PDGFRAΔ7 confers a growth advantage and stimulates wild‐type PDGFRA expression in vitro
We expressed PDGFRAΔ7, wild‐type PDGFRA and a GFP control from lentivirus, in two patient‐derived cell lines that we had cultured as monolayers (Fig 6A). One we derived from SF10360 (described here), and the second was from a primary GBM: SF10281. These cell lines do not strongly express PDGFRA endogenously, but we detected robust expression of PDGFRA and PDGFRAΔ7 mRNA in the respective cultures where they were ectopically expressed (Fig 6B).
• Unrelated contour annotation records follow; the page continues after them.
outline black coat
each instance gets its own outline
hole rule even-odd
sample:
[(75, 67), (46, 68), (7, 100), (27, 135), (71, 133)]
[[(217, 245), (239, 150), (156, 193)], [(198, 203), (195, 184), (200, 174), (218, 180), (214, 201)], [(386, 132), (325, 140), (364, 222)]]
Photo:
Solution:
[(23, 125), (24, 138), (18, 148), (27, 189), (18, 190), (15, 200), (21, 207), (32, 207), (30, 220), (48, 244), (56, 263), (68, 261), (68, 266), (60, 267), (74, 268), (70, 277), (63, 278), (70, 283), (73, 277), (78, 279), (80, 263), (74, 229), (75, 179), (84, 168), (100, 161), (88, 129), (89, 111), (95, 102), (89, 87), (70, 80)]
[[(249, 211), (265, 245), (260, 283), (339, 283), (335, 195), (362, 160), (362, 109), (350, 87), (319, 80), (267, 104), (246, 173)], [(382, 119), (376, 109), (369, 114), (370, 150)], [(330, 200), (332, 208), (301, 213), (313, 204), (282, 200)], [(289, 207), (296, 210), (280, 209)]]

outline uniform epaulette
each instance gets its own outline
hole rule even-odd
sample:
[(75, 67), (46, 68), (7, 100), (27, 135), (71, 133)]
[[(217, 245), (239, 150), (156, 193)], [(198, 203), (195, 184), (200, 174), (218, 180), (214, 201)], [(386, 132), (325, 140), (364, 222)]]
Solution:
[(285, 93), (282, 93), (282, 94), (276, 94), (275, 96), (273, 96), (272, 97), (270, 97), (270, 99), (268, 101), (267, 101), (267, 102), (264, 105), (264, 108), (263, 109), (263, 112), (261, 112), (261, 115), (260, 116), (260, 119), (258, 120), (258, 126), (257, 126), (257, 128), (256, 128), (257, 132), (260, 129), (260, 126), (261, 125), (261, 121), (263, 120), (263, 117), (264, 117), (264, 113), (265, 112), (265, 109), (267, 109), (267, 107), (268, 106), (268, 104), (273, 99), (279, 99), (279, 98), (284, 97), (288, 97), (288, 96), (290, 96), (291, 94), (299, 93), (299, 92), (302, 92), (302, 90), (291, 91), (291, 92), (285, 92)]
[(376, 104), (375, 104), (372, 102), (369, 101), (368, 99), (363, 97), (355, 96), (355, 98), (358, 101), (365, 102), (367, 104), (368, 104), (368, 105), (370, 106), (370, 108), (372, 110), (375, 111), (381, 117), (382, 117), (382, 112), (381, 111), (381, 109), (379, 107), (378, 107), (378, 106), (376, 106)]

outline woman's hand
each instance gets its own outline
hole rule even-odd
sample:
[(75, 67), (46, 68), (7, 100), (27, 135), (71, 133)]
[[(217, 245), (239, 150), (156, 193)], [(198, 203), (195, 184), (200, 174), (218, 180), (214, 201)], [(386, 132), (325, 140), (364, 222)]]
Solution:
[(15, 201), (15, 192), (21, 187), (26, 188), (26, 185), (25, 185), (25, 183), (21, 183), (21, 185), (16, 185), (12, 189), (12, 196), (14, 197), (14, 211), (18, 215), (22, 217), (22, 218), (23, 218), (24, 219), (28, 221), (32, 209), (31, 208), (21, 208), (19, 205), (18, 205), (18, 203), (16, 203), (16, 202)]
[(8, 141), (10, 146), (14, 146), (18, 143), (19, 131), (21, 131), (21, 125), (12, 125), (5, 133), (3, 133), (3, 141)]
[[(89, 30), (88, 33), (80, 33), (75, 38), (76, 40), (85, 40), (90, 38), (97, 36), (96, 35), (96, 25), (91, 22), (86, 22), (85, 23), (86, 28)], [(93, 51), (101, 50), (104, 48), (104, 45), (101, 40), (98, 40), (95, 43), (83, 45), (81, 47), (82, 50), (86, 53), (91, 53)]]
To specifically quantify the expression of wild‐type PDGFRA, we designed an RT‐qPCR assay with a probe targeted to the deleted region. Intriguingly, we found that endogenous, wild‐type PDGFRA was induced in both cell lines upon ectopic expression of PDGFRAΔ7 (Fig 6C). When we identified genes that were differentially, recurrently expressed in both PDGFRAΔ7 cultures compared to wild‐type PDGFRA and GFP, we found that these genes enriched for gene‐ontology molecular functions associated with PDGF binding and the binding of other growth factors (Fig 6D). In particular, we saw an up‐regulation of the epiregulin encoding mRNA (EREG), an epidermal growth factor family member which ligates EGFR and most members of the v‐erb‐b2 oncogene homolog (ERBB) family. We saw an up‐regulation of the notch‐receptor ligand jagged 1 (JAG1) and the master regulator of angiogenesis, VEGFA. Additionally, we saw an induction of regulators of inflammation IL1B and IL6, as well as COX‐2 and colony‐stimulating factor 3 (CSF3). VEGFA, COX‐2, and CSF3 all encode chemotactic factors for MDSC (Lechner et al, 2010; Fujita et al, 2011; Cao et al, 2014; Fig 6E). Additionally, we performed an MTT colorimetric assay and found that ectopic PDGFRAΔ7 expression significantly enhanced cell growth in vitro, compared to over‐expression of wild‐type PDGFRA or GFP control (Fig 6F).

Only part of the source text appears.